"Thank you for your long-term trust and support of our brand and services. In recent months, due to the impact of the global market, prices of upstream raw materials (such as copper, tin, silver, etc.) have continued to rise sharply, bringing great pressure to our operating costs. We will continue to ensure your competitive position in the market and strive to support and drive product sales."

We spotted the report over on Videocardz.com. The above image reportedly includes a letter from Guangzhou Xinhongzheng Electronic Technology Co. Ltd., which states that PSUs and coolers at their present price point have not been sold for five days and counting.
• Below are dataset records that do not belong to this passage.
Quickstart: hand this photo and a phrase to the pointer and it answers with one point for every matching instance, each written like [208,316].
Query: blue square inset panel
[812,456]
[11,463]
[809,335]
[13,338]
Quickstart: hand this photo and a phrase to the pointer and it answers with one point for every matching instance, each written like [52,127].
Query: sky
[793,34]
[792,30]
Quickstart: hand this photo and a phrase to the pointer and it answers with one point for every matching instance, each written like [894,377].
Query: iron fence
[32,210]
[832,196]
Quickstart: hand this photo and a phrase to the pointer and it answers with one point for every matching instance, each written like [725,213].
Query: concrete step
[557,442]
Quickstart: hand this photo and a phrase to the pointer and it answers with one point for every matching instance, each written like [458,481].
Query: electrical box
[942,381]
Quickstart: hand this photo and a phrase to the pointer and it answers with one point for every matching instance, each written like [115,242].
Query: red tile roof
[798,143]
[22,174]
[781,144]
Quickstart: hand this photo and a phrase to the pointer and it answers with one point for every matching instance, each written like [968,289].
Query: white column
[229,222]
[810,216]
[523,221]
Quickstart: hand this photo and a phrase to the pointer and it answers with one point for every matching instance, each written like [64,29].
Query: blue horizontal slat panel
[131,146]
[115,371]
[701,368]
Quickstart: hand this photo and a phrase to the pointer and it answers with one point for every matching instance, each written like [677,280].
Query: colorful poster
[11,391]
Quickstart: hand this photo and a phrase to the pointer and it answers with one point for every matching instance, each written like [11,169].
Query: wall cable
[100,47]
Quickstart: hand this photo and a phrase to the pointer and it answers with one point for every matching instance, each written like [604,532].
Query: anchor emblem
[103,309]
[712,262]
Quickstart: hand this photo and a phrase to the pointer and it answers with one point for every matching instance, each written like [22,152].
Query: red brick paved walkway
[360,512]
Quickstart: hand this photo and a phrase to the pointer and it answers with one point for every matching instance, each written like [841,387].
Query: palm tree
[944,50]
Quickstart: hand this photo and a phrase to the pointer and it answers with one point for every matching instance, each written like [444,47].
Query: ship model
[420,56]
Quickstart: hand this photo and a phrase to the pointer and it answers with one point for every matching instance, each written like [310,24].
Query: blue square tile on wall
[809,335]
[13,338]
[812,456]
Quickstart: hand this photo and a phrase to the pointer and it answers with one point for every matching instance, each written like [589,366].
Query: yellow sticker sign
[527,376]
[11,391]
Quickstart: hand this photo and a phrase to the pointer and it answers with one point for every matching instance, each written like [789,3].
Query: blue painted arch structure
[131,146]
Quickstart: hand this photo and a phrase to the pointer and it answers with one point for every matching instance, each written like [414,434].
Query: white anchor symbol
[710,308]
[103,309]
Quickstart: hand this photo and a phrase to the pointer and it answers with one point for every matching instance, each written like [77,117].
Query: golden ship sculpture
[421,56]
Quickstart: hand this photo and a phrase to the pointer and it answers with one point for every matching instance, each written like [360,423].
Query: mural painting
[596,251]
Both critical computer components will soon receive price hikes, with PSUs rising as much as 10 percent, whilst coolers may climb as high as 8 percent. These are estimates, of course, and here's a gentle reminder to take the whole thing with a grain of salt, but frankly, it's sort of an odd thing to fake. Especially when it's pre-dated by almost a week.

February 1 is the hard date for the cancelation of all present promotional policies. Once the promotional pricing has ceased, 90 percent of these items will see a painful upward cost alteration.
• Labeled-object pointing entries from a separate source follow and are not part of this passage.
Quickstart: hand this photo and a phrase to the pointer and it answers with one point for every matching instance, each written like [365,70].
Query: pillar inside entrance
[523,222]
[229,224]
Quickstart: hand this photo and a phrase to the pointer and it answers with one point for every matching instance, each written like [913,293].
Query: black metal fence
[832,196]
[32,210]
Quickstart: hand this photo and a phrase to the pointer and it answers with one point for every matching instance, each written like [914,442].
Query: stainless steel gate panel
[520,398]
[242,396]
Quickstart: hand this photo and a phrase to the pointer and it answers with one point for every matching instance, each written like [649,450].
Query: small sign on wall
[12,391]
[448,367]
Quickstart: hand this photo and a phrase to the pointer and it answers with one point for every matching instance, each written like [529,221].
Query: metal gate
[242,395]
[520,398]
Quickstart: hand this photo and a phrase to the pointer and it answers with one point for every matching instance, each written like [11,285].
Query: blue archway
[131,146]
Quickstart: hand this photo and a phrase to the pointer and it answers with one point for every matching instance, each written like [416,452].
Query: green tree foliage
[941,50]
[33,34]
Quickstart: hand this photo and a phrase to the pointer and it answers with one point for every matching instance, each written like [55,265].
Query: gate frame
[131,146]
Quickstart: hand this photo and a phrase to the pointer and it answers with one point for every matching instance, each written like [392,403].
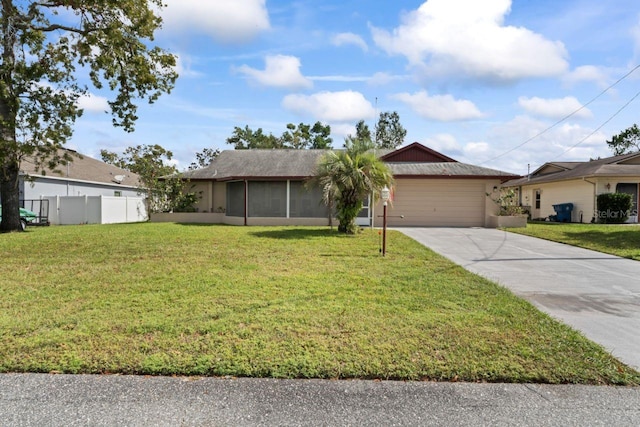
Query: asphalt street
[113,400]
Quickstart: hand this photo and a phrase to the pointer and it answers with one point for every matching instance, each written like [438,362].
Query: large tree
[46,47]
[307,136]
[389,132]
[347,177]
[302,136]
[627,141]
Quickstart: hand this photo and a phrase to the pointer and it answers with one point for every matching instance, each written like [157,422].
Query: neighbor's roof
[299,164]
[84,168]
[616,166]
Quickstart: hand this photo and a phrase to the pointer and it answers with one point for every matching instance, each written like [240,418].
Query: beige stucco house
[267,187]
[579,183]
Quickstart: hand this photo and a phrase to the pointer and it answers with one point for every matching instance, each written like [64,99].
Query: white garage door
[438,203]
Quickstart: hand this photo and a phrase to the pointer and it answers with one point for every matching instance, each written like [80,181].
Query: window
[306,202]
[235,198]
[268,199]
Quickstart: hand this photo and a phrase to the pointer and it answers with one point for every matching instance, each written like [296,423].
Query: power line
[599,127]
[569,116]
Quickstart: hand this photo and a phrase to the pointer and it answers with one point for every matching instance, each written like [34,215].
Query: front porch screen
[306,202]
[268,199]
[235,198]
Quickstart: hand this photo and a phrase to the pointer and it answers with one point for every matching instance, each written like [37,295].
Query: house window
[235,198]
[268,199]
[306,202]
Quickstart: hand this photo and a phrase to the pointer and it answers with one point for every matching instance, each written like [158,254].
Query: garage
[438,202]
[434,190]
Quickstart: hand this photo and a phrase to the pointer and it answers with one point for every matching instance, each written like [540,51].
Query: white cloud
[345,106]
[280,71]
[557,108]
[381,78]
[476,150]
[226,21]
[468,38]
[588,73]
[551,145]
[443,108]
[93,103]
[350,39]
[183,67]
[635,33]
[444,143]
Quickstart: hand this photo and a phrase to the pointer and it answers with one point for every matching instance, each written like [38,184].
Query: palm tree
[347,177]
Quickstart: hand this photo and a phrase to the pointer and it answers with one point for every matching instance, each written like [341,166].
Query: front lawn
[170,299]
[620,240]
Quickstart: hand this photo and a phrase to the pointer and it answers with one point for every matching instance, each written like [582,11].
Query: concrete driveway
[595,293]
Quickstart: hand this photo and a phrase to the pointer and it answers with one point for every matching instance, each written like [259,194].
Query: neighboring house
[579,183]
[83,191]
[267,187]
[84,176]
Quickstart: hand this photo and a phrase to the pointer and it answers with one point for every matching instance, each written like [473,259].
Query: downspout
[246,200]
[595,199]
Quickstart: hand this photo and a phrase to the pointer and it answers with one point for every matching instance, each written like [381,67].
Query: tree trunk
[10,197]
[9,158]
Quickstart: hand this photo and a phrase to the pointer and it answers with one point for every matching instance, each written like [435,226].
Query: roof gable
[549,168]
[416,153]
[632,160]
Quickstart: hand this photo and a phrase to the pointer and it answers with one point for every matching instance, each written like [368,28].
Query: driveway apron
[595,293]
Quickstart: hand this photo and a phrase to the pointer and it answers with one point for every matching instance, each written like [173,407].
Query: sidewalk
[112,400]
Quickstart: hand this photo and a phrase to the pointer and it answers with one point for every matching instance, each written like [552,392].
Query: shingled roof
[84,168]
[616,166]
[246,164]
[300,164]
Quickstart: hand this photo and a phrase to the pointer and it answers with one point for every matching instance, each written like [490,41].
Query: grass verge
[620,240]
[170,299]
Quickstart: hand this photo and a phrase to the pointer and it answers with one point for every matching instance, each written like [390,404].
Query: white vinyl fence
[70,210]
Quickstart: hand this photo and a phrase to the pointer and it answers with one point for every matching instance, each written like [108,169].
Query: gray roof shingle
[84,168]
[610,166]
[289,164]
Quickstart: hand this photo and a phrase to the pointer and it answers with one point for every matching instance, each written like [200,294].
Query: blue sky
[472,79]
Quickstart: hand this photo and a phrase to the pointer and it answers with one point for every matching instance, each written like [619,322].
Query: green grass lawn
[176,299]
[620,240]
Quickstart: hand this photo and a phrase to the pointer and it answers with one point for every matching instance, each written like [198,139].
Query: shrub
[613,208]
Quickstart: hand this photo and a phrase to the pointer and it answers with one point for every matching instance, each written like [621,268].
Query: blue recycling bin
[563,212]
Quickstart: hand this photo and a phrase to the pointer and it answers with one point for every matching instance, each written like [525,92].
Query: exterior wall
[74,210]
[439,202]
[582,193]
[219,197]
[203,190]
[220,218]
[45,187]
[423,202]
[579,192]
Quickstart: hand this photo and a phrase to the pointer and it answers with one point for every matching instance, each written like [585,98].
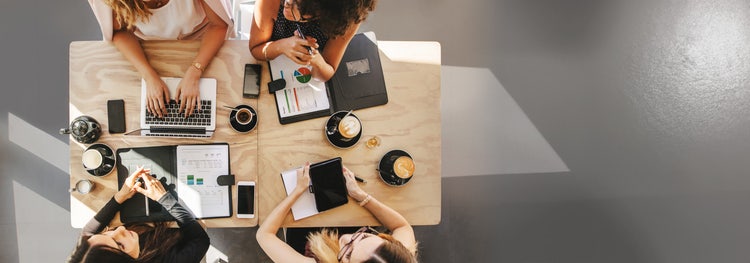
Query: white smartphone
[245,199]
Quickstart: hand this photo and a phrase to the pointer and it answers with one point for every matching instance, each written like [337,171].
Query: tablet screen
[329,185]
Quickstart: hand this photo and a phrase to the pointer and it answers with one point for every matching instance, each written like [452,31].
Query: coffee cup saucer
[336,139]
[243,128]
[106,152]
[385,169]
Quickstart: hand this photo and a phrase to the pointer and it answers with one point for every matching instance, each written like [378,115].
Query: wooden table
[410,122]
[98,72]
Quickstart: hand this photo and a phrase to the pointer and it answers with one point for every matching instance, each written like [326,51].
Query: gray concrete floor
[609,131]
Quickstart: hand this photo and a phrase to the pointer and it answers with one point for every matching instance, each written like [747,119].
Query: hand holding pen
[302,35]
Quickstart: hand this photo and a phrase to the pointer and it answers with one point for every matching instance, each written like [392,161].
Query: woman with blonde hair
[127,22]
[364,245]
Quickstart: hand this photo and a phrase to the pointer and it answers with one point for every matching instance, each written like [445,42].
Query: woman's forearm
[130,47]
[210,44]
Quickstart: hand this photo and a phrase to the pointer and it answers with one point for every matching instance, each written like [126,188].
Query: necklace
[153,4]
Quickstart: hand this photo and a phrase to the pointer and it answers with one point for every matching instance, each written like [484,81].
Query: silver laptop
[201,124]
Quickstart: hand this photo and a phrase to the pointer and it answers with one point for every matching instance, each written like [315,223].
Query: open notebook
[196,174]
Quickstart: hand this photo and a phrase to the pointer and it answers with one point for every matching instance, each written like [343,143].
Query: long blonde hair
[128,12]
[325,248]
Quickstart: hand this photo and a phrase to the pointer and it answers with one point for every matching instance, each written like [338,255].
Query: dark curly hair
[335,16]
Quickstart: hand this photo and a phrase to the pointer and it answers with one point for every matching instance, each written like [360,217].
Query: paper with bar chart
[198,167]
[303,93]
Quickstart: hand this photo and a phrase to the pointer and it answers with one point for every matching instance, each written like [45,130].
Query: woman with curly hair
[364,245]
[142,242]
[278,28]
[127,22]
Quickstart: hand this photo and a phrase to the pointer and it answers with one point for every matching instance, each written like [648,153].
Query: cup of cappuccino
[82,187]
[403,167]
[349,127]
[396,168]
[244,116]
[98,159]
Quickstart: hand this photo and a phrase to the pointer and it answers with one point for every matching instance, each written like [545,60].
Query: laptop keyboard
[201,116]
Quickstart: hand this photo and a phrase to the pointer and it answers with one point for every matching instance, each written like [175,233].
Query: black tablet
[328,184]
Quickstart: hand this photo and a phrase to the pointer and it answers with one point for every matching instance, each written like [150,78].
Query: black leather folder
[357,83]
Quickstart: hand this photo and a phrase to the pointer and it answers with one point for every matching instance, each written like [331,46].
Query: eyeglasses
[347,249]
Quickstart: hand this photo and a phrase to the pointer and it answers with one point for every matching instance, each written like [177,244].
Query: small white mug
[83,186]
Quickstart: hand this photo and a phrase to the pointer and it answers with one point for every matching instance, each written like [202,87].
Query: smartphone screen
[116,116]
[251,86]
[245,200]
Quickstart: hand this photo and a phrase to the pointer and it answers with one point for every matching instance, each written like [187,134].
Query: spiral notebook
[197,174]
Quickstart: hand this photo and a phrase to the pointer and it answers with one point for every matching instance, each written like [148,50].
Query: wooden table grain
[410,121]
[98,72]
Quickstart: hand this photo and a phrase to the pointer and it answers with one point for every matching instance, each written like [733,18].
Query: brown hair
[158,239]
[325,247]
[335,16]
[128,12]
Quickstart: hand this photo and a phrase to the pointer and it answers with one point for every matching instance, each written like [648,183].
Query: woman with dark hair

  • I swear to God I decided I wanted to go PC gaming, once the next generation rolls out, and the world started throwing bricks at me

    I got so lucky when I decided to do that last March. Just before everything shit the fan.

    I made my rig when the 9070 came out and it is great

    No, you see fans are the next part for prices to increase. The main Fan Company has decided to go exclusive for AI data centers /s.

    I did a full upgrade December 2024 since I was getting worried about shit hitting the fan. I was expecting it to be Graphics Cards again though. Not well, everything else.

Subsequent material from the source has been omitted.